Newton's method intuition

In optimisation the Newton step is $-\nabla^2f(x)^{-1}\nabla f(x)$. Could someone offer an intuitive explanation of why the Newton direction is a good search direction? For example I can think of steepest gradient decent as a ball rolling down a hill (in three dimensions), I'm struggling to think of a similar analogy for the Newton direction.


Newton's method in optimization makes a local quadratic approximation of the function based on information from the current point, and then jumps to the minimum of that approximation.

Just imagine fitting a little quadratic surface like a parabola to your surface at the current point, and then going to the minimum of the approximation to find the next point. Finding the direction towards the minimum of the quadratic approximation is what you are doing when you solve, $(f'')^{-1}f'$.

enter image description here

By thinking about this picture, you can also see why Newton's method can converge to a saddle or a maximum in some cases. If the eigenvalues of the Hessian are mixed or negative - in those cases the local quadratic approximation is an upside down paraboloid, or saddle.


In Newton's method we pick $\Delta x$ so that $\nabla f(x_k + \Delta x) \approx 0$. Note that $\nabla f(x_k + \Delta x) \approx \nabla f(x_k) + \nabla^2 f(x_k) \Delta x$. Setting this equal to $0$ and solving for $\Delta x$ gives us the Newton step.

Another viewpoint is to start with \begin{equation*} f(x_k + \Delta x) \approx f(x_k) + \langle \nabla f(x_k), \Delta x \rangle + \frac12 \langle \Delta x, \nabla^2 f(x_k) \Delta x \rangle. \end{equation*} Minimizing the right hand side with respect to $\Delta x$ gives us the Newton step.
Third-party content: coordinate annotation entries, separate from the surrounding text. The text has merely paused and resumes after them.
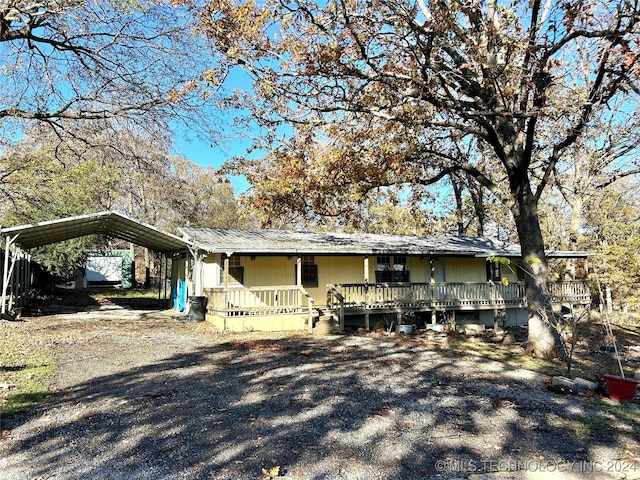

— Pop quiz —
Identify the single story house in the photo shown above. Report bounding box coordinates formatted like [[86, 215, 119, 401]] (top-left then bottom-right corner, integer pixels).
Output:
[[173, 227, 591, 333]]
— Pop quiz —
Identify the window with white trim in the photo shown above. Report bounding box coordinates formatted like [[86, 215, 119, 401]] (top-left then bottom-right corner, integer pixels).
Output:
[[220, 255, 244, 284], [376, 255, 410, 283]]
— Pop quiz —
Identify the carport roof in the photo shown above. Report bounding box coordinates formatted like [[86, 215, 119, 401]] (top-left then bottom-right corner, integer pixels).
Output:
[[0, 211, 190, 253]]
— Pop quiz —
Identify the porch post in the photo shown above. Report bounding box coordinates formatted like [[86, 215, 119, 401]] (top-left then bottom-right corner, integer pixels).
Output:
[[362, 255, 371, 330], [363, 255, 369, 283], [0, 234, 20, 313], [362, 255, 371, 330], [429, 255, 438, 325], [223, 254, 229, 290]]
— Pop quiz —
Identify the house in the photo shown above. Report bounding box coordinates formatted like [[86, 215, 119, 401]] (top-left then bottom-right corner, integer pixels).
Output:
[[173, 227, 591, 332]]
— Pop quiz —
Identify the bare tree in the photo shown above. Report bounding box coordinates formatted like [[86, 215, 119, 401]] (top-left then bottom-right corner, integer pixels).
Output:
[[0, 0, 218, 144], [201, 0, 640, 356]]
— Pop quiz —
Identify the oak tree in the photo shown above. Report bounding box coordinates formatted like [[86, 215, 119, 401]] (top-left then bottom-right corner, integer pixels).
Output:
[[200, 0, 640, 356]]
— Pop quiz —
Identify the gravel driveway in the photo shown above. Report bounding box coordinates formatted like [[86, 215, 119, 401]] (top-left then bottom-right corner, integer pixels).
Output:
[[0, 310, 640, 480]]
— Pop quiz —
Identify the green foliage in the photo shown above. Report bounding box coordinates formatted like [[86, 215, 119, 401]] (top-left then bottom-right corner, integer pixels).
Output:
[[0, 342, 55, 415]]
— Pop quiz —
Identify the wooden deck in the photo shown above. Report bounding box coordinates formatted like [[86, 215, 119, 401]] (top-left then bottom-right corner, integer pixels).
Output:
[[205, 281, 591, 321], [327, 282, 591, 315]]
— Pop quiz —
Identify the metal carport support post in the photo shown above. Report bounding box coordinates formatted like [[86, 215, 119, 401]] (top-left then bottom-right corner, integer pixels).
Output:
[[0, 234, 20, 314]]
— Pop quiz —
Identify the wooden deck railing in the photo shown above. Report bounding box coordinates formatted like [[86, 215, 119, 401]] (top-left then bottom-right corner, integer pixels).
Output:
[[204, 282, 591, 325], [327, 282, 591, 312], [204, 286, 313, 318]]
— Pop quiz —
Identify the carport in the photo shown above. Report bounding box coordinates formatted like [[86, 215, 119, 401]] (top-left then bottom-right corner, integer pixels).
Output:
[[0, 211, 194, 315]]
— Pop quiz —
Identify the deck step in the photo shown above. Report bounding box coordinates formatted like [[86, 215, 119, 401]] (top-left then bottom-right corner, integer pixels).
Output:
[[313, 315, 344, 335]]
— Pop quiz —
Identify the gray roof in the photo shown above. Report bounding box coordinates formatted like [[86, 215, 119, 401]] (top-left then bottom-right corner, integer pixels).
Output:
[[178, 227, 587, 258], [0, 212, 189, 253]]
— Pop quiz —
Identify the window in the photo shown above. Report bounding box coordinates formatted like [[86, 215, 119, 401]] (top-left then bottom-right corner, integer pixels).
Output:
[[220, 255, 244, 284], [302, 255, 318, 287], [376, 255, 410, 283]]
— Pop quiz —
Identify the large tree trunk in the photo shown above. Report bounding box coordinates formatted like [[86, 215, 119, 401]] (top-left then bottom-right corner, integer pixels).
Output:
[[513, 186, 562, 358]]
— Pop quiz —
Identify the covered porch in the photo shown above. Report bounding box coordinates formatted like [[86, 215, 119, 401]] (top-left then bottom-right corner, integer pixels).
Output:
[[204, 281, 591, 332]]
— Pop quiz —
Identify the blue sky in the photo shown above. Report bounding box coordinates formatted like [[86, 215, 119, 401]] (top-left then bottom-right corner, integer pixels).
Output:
[[174, 68, 258, 195]]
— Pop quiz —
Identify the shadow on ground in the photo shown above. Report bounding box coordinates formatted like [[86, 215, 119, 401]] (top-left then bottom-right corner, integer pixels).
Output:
[[0, 336, 640, 480]]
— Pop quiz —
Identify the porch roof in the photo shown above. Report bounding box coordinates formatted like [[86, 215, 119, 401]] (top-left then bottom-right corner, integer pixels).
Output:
[[178, 227, 589, 258]]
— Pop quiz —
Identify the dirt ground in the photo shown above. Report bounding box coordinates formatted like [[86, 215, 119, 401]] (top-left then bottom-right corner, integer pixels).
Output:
[[0, 308, 640, 480]]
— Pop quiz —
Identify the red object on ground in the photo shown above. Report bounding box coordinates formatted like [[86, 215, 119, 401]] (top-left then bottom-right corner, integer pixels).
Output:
[[604, 375, 640, 402]]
Newton's method for finding zeros of a function $f$ is as follows $$ x_{n+1}=x_{n}-\frac{f\left(x_{n}\right)}{f^{\prime}\left(x_{n}\right)}. $$ For nice enough $f$ and initial guess $x_{0}$, we get that $$ f\left(\lim_{n\rightarrow\infty}x_{n}\right)=0. $$ The animation on https://en.wikipedia.org/wiki/Newton's_method is particularly nice and will help you understand what is happening.
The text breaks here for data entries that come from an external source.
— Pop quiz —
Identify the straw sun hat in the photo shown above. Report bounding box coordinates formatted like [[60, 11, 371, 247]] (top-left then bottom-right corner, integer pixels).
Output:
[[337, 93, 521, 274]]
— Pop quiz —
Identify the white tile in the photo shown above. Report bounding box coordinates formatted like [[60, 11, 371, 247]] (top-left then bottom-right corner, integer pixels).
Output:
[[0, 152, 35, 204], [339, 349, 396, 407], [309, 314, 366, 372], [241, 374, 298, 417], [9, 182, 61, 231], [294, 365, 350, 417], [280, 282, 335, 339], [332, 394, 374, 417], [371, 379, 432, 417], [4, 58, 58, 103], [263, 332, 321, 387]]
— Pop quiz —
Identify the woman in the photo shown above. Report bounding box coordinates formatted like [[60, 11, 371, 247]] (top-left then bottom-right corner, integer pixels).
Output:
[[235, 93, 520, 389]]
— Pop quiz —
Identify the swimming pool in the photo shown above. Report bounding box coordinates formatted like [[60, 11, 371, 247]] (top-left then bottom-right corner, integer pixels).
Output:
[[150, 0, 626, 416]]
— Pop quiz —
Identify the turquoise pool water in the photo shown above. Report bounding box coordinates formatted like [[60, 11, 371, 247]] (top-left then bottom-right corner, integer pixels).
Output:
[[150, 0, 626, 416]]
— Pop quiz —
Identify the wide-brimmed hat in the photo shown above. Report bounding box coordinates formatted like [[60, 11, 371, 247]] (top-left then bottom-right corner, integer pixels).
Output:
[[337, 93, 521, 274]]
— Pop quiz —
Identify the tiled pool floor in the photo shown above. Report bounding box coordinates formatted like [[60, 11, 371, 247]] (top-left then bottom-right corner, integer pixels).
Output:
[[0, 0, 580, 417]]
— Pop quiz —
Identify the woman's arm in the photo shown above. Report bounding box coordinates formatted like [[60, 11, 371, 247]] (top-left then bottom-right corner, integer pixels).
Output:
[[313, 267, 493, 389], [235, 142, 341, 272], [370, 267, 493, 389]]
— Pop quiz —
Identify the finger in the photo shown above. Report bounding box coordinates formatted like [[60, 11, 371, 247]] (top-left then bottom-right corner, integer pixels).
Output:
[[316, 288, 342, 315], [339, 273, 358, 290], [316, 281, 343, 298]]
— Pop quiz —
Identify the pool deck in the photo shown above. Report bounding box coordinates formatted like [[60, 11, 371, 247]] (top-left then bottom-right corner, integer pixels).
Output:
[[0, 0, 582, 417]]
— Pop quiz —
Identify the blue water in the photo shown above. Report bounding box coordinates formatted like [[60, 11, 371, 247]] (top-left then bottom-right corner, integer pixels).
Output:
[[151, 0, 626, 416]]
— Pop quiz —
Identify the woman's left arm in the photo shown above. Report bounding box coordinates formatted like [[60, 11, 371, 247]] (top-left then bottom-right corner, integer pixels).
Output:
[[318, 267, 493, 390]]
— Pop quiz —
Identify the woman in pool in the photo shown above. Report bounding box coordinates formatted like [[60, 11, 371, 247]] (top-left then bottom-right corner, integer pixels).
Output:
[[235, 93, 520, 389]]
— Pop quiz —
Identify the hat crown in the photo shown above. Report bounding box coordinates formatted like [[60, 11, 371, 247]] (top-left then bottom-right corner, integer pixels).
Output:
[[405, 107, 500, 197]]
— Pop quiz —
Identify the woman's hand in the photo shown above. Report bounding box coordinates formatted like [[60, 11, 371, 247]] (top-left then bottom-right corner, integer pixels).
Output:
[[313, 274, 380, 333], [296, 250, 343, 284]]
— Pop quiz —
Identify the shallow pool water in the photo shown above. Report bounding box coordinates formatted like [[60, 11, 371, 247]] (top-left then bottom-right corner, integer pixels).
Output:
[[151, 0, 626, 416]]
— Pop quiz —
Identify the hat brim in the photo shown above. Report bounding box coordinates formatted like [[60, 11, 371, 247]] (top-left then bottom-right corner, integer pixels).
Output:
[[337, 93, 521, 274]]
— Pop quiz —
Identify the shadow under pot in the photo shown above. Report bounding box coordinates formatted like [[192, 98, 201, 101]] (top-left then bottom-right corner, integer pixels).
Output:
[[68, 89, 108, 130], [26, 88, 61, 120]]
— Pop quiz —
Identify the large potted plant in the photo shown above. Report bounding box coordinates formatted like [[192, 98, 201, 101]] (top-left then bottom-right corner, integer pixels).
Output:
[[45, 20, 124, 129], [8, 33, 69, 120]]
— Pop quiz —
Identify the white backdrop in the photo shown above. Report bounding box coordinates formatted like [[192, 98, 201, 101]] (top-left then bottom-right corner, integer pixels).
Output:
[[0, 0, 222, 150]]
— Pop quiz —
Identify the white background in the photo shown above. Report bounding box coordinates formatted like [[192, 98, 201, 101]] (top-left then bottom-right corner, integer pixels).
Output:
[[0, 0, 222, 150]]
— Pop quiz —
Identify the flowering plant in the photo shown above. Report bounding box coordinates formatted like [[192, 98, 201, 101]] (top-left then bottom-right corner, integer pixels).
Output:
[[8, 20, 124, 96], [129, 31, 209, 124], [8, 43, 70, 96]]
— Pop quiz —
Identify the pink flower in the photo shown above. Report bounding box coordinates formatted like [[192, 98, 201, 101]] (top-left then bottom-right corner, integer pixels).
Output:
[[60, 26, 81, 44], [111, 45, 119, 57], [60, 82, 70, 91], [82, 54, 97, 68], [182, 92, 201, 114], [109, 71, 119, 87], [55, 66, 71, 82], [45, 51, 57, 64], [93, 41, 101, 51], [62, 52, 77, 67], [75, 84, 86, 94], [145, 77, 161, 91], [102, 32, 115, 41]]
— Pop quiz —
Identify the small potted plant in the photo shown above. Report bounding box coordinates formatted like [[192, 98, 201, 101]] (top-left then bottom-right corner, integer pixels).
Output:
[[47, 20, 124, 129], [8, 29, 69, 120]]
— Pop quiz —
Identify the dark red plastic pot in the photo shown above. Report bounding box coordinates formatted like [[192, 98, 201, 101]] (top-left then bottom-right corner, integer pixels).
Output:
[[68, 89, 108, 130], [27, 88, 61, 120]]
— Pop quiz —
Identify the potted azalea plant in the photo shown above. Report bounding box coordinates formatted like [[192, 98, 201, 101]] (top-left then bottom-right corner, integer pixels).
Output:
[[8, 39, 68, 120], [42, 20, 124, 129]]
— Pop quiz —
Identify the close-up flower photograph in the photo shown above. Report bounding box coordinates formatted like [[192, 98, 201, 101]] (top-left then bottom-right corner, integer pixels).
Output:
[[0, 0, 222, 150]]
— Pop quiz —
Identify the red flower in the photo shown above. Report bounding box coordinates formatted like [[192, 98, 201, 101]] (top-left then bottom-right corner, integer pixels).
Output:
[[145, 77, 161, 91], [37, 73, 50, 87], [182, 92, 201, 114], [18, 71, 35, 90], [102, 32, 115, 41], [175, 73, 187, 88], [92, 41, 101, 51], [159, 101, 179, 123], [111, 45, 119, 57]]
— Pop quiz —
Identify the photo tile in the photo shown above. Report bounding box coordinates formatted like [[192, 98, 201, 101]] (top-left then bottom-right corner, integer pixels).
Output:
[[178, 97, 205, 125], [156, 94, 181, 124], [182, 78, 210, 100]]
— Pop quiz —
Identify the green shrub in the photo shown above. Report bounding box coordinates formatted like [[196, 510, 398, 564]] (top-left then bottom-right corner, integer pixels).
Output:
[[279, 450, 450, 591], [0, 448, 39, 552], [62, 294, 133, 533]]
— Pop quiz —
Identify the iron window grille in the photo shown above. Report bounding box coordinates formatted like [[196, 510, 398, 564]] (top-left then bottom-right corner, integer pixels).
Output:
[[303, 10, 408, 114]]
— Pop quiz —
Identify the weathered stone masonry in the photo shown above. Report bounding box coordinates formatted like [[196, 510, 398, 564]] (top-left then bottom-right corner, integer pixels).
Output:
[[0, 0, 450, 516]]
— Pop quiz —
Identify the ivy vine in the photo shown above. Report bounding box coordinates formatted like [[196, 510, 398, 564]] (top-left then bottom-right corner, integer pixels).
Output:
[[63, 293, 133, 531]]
Newton's method in optimization is the same procedure applied to $f^{\prime}$, so that $$ x_{n+1}=x_{n}-\frac{f^{\prime}\left(x_{n}\right)}{f^{\prime\prime}\left(x_{n}\right)}. $$ This allows us to find $$ f^{\prime}\left(\lim_{n\rightarrow\infty}x_{n}\right)=0. $$ In particular, $x_{n}\rightarrow x$ is a critical point.